If he was ‘The Comedian’ to Marines like Green, then Governale became known as ‘The Therapist’ in the MMA ring to his opponents. And although he doesn’t boast the most brag-worthy record (7 wins and 9 losses), MMA proved to be therapy itself for the Marine veteran.
“It’s my life. It definitely changed me,” Governale told us of MMA in 2015. “I feel like MMA is the perfect transition for people to continue the warrior lifestyle … It’s soothing I think, even if you get beat up because you continue to strive as a warrior.”
In the intervening years, martial arts has remained a fixture of Governale’s life, with his last professional fight this past August. When we spoke, he was two weeks out from earning his first-degree black belt in jiu-jitsu.
“When I spoke to you last, I was at the peak of my fighting career. But talk to me in 2023 and that’s not the case,” he said. “I trained last night and submitted a couple of times. It keeps the ego in check. It makes it hard to be an asshole if you train. Anybody mean on the street’s never had their ass beat … if you get your ass beat, you’re not so insecure.”

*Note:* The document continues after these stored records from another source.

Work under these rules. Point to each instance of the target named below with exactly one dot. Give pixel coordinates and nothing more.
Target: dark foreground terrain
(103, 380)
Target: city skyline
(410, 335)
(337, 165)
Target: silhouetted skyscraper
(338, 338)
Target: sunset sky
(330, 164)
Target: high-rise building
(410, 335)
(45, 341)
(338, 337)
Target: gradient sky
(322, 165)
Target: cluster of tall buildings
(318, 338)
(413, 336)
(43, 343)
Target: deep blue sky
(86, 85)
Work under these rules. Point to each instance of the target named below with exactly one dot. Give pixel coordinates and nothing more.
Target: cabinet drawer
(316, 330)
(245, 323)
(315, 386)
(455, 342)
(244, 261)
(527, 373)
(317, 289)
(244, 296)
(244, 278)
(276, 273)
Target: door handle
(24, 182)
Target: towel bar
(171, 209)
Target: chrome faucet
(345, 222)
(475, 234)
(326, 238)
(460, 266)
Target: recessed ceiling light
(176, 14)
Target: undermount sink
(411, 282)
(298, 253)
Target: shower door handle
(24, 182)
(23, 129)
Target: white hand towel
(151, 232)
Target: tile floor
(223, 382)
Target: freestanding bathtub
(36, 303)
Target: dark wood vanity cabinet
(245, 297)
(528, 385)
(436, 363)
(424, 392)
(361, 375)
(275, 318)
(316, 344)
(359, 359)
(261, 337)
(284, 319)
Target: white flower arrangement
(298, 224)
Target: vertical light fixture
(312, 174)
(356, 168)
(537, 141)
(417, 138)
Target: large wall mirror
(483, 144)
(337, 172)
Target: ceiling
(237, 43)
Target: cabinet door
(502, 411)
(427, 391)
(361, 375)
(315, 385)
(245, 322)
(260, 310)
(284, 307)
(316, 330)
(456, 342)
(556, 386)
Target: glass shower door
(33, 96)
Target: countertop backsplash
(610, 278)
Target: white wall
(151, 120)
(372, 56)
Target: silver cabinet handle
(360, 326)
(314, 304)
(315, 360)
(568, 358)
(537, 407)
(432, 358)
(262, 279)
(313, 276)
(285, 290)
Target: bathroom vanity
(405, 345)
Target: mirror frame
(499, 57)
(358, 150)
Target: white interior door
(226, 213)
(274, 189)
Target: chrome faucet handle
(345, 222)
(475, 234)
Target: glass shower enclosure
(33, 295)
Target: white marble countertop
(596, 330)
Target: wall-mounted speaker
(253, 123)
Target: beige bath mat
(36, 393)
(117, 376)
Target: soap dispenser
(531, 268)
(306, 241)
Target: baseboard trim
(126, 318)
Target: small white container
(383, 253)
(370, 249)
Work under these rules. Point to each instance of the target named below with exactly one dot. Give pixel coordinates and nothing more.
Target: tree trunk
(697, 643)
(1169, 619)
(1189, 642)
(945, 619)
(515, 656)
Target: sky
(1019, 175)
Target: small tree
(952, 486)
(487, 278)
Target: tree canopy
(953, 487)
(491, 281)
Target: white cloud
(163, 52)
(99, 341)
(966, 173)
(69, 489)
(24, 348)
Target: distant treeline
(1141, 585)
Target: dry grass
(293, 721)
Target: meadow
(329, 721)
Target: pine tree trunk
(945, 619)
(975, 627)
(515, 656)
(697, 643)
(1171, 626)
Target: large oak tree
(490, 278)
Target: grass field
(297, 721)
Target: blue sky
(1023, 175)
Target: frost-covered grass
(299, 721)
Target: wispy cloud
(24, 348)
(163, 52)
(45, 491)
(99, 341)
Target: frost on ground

Despite his love of MMA, Governale now finds himself moving in another direction. “It doesn’t mean that you give up what you’re working on or stop progressing forward,” he said. “I’m moving forward with comedy and ‘Naked and Afraid’ … I’m shifting.”
Governale credits comedian George Anthony with helping him turn his Marine Corps nickname into a real-world fledgling career as a stand-up comic. In 2021, Anthony invited Governale on his podcast and encouraged him to go to a nearby comedy club and “talk about some shit you think is funny.”
He told a story about serving in the Marine Corps during ‘Don’t Ask, Don’t Tell’ and his first bit was about the irony of serving during that period. “Serving in the Marines made me gay because Marines are the gayest bunch out there,” Governale laughs. “Three years later, I’m about to do a sold-out stand-up comedy show.”
For a man whose life has been as varied as Governale’s, the prospect of putting it all on the line for ‘Naked and Afraid’ doesn’t seem too daunting. And while Governale couldn’t say much about the outcome of the upcoming season, he spoke about pushing himself to his limits for the series’ survivalist challenges.
“I just had to be myself. I was just Justin Governale, naked,” he said. “Surviving in an austere condition with one tool? Let’s find out. I mean, who else gets to say they’ll experience that.”
“I’m not a quitter, bro,” he says, dead serious. “I will literally die before I fucking quit.”